No new tooling. No special hosting model. Just add agents and deploy wherever .NET runs.
Observe and Improve: Built-in Monitoring
Production agents need observability. Microsoft Agent Framework provides comprehensive monitoring that integrates with your existing observability stack.
OpenTelemetry Integration
Enable detailed telemetry with a single line:
// Enhanced telemetry for all your agents
writer.WithOpenTelemetry();
editor.WithOpenTelemetry();
This captures:
- Conversation flows – Visualize how messages move between agents
- Model usage – Track token consumption, model selection, and costs
- Performance metrics – Monitor response times and throughput
- Error tracking – Identify and debug issues quickly
Rich Dashboards
When connected to your existing observability platforms like:
- Aspire
- Azure Monitor
- Grafana
- Many others
You get detailed insights into agent behavior, helping you optimize performance and identify issues before they affect users.
OpenTelemetry with Aspire
To send agent telemetry to the Aspire dashboard, enable OpenTelemetry and allow sensitive data for richer insights.
Set EnableSensitiveTelemetryData to true when configuring your client:
builder
.AddAzureChatCompletionsClient("chat", settings =>
{
settings.EnableSensitiveTelemetryData = true;
})
.AddChatClient(Environment.GetEnvironmentVariable("MODEL_NAME")!);
Then, configure Aspire to recognize telemetry sources:
public static TBuilder ConfigureOpenTelemetry<TBuilder>(this TBuilder builder) where TBuilder : IHostApplicationBuilder
{
builder.Logging.AddOpenTelemetry(logging =>
{
//...
})
.AddTraceSource("Experimental.Microsoft.Extensions.AI.*");
builder.Services.AddOpenTelemetry()
.WithMetrics(metrics =>
{
metrics.AddAspNetCoreInstrumentation()
.AddHttpClientInstrumentation()
.AddRuntimeInstrumentation()
.AddMeter("Experimental.Microsoft.Extensions.AI.*");
})
.WithTracing(tracing =>
{
tracing.AddSource(builder.Environment.ApplicationName)
.AddSource("Experimental.Microsoft.Extensions.AI.*")
.AddAspNetCoreInstrumentation()
.AddHttpClientInstrumentation();
});
//...
}
With this setup, Aspire dashboards show detailed telemetry including conversation flows, model usage, performance metrics, and error tracking.
Ensure Quality: Evaluation and Testing
Trust in AI systems comes from rigorous evaluation. Microsoft Agent Framework can easily integrate with Microsoft.Extensions.AI.Evaluations to help you build reliable, trustworthy agent systems.
This enables:
- Automated testing – Run evaluation suites as part of your CI/CD pipeline
- Quality metrics – Measure relevance, coherence, and safety
- Regression detection – Catch quality degradation before deployment
- A/B testing – Compare different configurations
See how to get started with evaluations using Microsoft.Extensions.AI.Evaluations.
Start Building Agents Today
Microsoft Agent Framework transforms agent development from a complex, specialized skill into something every .NET developer can master.

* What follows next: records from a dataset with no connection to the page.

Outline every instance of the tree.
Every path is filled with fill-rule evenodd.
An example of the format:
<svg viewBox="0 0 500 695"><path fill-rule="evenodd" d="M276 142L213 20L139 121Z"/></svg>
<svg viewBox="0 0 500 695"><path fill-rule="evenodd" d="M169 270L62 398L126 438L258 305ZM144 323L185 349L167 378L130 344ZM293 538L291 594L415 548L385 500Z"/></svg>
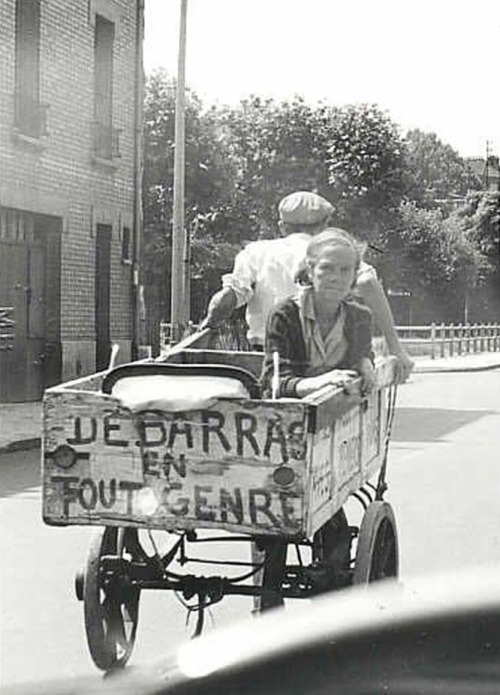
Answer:
<svg viewBox="0 0 500 695"><path fill-rule="evenodd" d="M420 207L447 209L481 187L465 160L435 133L410 130L405 145L408 196Z"/></svg>
<svg viewBox="0 0 500 695"><path fill-rule="evenodd" d="M500 193L475 192L465 204L450 215L453 222L477 241L490 259L491 270L500 264Z"/></svg>
<svg viewBox="0 0 500 695"><path fill-rule="evenodd" d="M404 165L399 129L376 105L349 105L332 112L328 185L341 224L376 240L404 197Z"/></svg>
<svg viewBox="0 0 500 695"><path fill-rule="evenodd" d="M230 205L235 170L223 150L216 110L203 110L192 91L186 93L186 221L206 216L214 226ZM143 202L147 225L169 227L173 202L175 135L175 80L162 71L146 83L144 107Z"/></svg>
<svg viewBox="0 0 500 695"><path fill-rule="evenodd" d="M387 287L409 290L416 321L462 321L468 285L484 257L474 239L439 210L402 203L384 232L380 271Z"/></svg>
<svg viewBox="0 0 500 695"><path fill-rule="evenodd" d="M185 119L185 219L194 242L194 277L203 285L204 271L210 276L210 266L200 262L197 241L203 237L210 247L230 229L226 218L232 209L236 170L229 153L224 151L217 112L204 111L200 99L190 90L186 93ZM149 322L155 330L170 311L174 135L175 80L160 70L146 82L144 104L143 262ZM226 238L226 243L230 239ZM212 250L212 267L227 270L227 267L220 268L220 263L227 262L226 255L225 251L219 257L217 249Z"/></svg>
<svg viewBox="0 0 500 695"><path fill-rule="evenodd" d="M175 80L158 71L146 84L143 183L144 268L155 326L170 309L174 123ZM279 200L299 189L323 194L336 206L338 224L384 249L384 276L426 298L423 314L432 313L436 297L443 314L460 313L464 278L481 283L489 272L483 256L498 247L491 226L498 206L471 198L447 220L436 201L463 196L476 183L452 148L420 131L403 139L376 105L252 96L234 108L207 110L188 90L192 318L204 314L237 251L276 234Z"/></svg>
<svg viewBox="0 0 500 695"><path fill-rule="evenodd" d="M498 321L500 307L500 193L474 192L448 218L456 233L470 239L482 255L469 293L471 320Z"/></svg>
<svg viewBox="0 0 500 695"><path fill-rule="evenodd" d="M327 183L328 109L300 97L278 103L252 96L223 109L220 118L227 149L238 163L234 215L243 238L274 235L284 195Z"/></svg>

Whether you’re building a chatbot or orchestrating multiple AI agents in complex workflows, Microsoft Agent Framework provides a clear path forward.
Key Takeaways
- Simple by Design: Get started with just a few lines of code. Create your first agent in minutes, not days.
- Scales with You: Start with a single agent, then easily add workflows, tools, hosting, and monitoring as your needs grow.
- Built on Proven Technology: Microsoft Agent Framework brings together the best from AutoGen and Semantic Kernel. It builds on Microsoft.Extensions.AI, a unified foundation for modern AI development, to deliver a robust and cohesive experience for .NET developers.
- Production Ready: Deploy using familiar .NET patterns with built-in observability, evaluation, and hosting capabilities.
What’s Next?
Ready to start building?
Run the Hello World agent sample.
Then, head over to the Microsoft Agent Framework documentation to continue learning.
The future of software development includes AI agents as first-class components in modern software development. Microsoft Agent Framework ensures that future is accessible to every .NET developer.